Plastic wrap and I had a complicated relationship. It never tore where I wanted it to. It stuck to itself instead of to the bowl. I would go through half a roll trying to cover one dish. And then it went straight into the trash. Not a great deal for anyone.
I had seen beeswax wraps all over eco-friendly accounts for a couple of years before I actually bought a set. I kept thinking they would be fussy, or that they would not really work for things like cut fruit or a bowl of leftover soup. I was wrong on both counts.
The Bee’s Wrap assorted set comes with three wraps in small, medium, and large. They are made from certified organic cotton coated in beeswax, tree resin, and jojoba oil. You warm them up slightly in your hands, and they become flexible and moldable.
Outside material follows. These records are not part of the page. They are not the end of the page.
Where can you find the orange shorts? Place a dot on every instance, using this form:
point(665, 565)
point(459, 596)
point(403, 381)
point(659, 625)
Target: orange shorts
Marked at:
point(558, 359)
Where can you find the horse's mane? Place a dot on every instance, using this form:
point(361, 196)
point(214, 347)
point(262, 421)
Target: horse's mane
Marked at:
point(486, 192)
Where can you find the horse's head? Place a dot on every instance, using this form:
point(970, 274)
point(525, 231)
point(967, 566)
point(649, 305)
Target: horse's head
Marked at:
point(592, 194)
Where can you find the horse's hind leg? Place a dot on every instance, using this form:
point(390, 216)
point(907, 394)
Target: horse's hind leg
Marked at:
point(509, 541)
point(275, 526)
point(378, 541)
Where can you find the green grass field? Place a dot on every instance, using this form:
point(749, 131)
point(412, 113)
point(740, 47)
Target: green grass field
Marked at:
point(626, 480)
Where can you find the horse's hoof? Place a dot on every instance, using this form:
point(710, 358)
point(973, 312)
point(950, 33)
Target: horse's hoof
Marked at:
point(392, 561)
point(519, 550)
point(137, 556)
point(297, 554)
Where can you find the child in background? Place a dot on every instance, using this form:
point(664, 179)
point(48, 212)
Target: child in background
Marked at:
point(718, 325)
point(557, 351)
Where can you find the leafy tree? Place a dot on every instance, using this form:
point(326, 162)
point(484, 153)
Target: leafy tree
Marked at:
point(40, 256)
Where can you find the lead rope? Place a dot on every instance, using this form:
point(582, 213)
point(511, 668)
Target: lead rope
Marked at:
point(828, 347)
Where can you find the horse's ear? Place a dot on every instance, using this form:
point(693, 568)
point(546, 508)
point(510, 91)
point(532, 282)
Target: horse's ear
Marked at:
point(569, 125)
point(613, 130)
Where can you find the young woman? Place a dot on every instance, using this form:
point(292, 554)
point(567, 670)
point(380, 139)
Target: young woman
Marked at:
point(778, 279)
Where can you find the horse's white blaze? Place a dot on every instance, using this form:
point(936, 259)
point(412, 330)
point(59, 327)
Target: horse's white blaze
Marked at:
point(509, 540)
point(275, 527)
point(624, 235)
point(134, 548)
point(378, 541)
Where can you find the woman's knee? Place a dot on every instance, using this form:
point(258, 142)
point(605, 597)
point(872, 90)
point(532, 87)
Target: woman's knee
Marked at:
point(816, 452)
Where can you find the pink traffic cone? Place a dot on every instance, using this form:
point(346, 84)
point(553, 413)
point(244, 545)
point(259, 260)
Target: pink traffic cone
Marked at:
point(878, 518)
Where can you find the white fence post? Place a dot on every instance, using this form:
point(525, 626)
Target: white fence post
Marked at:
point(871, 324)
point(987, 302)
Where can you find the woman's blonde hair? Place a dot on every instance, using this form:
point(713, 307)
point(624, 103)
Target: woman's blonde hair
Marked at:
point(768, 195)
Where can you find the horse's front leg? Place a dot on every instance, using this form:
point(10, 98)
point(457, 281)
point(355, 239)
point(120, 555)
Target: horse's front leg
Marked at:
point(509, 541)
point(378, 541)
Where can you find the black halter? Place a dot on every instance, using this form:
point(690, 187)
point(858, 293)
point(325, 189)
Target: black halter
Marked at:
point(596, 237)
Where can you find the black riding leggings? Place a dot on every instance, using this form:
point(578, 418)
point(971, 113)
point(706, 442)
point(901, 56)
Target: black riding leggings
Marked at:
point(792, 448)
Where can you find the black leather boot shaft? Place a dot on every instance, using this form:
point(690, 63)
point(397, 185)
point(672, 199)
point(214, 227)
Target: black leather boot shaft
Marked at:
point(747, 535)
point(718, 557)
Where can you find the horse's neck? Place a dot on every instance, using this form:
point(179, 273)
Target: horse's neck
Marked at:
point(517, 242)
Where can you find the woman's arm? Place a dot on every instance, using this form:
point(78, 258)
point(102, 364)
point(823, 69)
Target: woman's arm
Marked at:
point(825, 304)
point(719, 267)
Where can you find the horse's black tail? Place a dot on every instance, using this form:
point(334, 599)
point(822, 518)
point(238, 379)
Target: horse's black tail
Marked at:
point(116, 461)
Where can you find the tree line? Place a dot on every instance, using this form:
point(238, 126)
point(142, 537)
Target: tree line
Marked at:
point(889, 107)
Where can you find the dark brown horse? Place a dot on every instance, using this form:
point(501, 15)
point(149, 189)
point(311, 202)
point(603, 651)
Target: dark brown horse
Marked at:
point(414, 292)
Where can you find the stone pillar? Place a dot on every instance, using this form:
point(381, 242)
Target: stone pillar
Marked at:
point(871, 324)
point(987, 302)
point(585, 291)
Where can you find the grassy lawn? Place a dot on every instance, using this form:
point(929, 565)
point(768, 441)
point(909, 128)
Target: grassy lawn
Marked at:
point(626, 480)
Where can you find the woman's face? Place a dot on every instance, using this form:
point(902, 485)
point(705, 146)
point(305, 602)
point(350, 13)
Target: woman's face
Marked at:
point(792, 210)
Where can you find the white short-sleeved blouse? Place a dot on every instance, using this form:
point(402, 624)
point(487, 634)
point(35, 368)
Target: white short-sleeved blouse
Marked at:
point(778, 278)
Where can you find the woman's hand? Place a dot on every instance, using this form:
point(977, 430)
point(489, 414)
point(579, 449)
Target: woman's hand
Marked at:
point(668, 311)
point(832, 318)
Press them over a bowl or around a piece of cheese and they hold their shape as they cool. No tape, no clips, no fussing.
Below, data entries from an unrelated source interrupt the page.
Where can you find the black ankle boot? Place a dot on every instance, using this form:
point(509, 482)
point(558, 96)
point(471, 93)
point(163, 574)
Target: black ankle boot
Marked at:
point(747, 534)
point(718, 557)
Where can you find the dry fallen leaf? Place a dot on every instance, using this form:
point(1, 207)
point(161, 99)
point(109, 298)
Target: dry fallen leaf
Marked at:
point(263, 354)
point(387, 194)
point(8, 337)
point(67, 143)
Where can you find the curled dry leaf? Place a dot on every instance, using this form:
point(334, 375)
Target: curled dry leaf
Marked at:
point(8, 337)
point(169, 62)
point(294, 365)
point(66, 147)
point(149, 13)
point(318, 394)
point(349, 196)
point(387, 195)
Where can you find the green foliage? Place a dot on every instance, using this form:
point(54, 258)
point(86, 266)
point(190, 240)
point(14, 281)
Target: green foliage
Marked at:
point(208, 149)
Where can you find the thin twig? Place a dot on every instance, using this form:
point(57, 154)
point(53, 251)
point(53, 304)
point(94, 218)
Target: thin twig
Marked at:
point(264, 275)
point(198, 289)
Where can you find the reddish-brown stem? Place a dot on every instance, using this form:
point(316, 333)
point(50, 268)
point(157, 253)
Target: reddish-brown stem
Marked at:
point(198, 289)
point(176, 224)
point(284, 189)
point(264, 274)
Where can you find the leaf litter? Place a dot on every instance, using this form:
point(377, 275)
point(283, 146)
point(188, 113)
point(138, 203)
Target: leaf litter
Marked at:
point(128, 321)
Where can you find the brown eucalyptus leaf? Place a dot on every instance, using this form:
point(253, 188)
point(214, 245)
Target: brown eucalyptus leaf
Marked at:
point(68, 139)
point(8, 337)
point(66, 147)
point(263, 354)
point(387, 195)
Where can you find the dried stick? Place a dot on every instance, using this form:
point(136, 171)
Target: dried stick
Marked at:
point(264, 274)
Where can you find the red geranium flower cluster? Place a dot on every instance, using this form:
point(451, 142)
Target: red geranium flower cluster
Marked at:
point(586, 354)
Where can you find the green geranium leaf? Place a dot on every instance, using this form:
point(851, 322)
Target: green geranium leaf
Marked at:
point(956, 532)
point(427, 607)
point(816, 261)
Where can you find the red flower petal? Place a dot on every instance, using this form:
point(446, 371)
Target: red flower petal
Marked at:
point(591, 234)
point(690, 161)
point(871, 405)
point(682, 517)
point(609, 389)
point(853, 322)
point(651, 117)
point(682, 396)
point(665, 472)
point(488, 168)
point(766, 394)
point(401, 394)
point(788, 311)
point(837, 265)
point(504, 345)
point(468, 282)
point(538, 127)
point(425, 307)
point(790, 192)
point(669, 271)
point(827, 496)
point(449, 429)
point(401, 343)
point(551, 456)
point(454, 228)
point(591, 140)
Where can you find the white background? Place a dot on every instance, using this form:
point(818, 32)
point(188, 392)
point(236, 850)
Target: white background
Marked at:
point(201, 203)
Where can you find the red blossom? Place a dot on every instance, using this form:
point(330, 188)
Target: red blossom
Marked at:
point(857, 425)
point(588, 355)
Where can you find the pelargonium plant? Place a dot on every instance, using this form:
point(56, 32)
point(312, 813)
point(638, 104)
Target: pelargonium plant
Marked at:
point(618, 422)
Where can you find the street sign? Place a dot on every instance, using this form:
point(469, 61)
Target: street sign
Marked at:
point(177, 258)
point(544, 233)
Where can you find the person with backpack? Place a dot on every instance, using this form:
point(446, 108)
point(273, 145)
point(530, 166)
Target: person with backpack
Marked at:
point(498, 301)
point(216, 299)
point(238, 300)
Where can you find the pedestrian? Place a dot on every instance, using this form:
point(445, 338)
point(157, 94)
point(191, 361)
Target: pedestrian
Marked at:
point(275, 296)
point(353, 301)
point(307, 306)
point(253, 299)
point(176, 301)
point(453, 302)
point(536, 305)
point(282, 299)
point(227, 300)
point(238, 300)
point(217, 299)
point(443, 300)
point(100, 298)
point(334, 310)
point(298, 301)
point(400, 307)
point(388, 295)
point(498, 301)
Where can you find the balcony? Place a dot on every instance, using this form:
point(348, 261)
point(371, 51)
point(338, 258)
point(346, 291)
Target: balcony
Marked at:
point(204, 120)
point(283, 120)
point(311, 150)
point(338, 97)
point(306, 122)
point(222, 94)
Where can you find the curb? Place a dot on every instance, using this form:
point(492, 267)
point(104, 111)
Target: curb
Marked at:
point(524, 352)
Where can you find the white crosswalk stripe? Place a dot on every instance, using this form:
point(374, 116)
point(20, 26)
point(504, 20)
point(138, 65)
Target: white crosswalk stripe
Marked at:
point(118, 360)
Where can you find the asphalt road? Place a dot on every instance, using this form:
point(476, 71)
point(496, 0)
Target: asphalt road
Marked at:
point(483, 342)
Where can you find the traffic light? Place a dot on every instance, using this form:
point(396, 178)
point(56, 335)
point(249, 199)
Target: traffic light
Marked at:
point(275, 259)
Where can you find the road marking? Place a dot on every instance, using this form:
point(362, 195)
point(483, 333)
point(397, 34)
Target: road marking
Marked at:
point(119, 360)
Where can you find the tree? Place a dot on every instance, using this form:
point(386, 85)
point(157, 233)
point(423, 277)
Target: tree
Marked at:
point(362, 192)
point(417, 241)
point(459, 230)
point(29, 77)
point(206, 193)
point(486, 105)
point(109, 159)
The small one gets the most use in my house. It wraps around half an avocado, a lemon, or a chunk of ginger perfectly. The medium handles sandwich halves and cheese blocks. The large covers a salad bowl or wraps a full head of lettuce to keep it crisp longer. I use all three on a weekly basis.
Cleaning is easy. Cold water and a little dish soap, rinse, air dry. They should not go in the dishwasher or near hot water since heat melts the wax coating. That is the one thing to know going in. I keep mine hanging over my dish rack to dry and it takes about 10 minutes.
They stay fresh and functional for about a year of regular use. When they start looking worn, you can compost them. That alone is a significant shift from tossing dozens of feet of plastic wrap into landfills every few months.

At $18 for the set, you are spending roughly what you would spend on a few rolls of plastic wrap, but these last 12 months instead of a few weeks. The honeycomb print is also just nice to look at, which sounds trivial but matters when something lives on your counter or in your fridge door.
If you have been thinking about making small changes toward a less plastic-heavy kitchen, this is a genuinely good place to start. It is not a dramatic shift. You just stop reaching for plastic wrap and start reaching for this instead.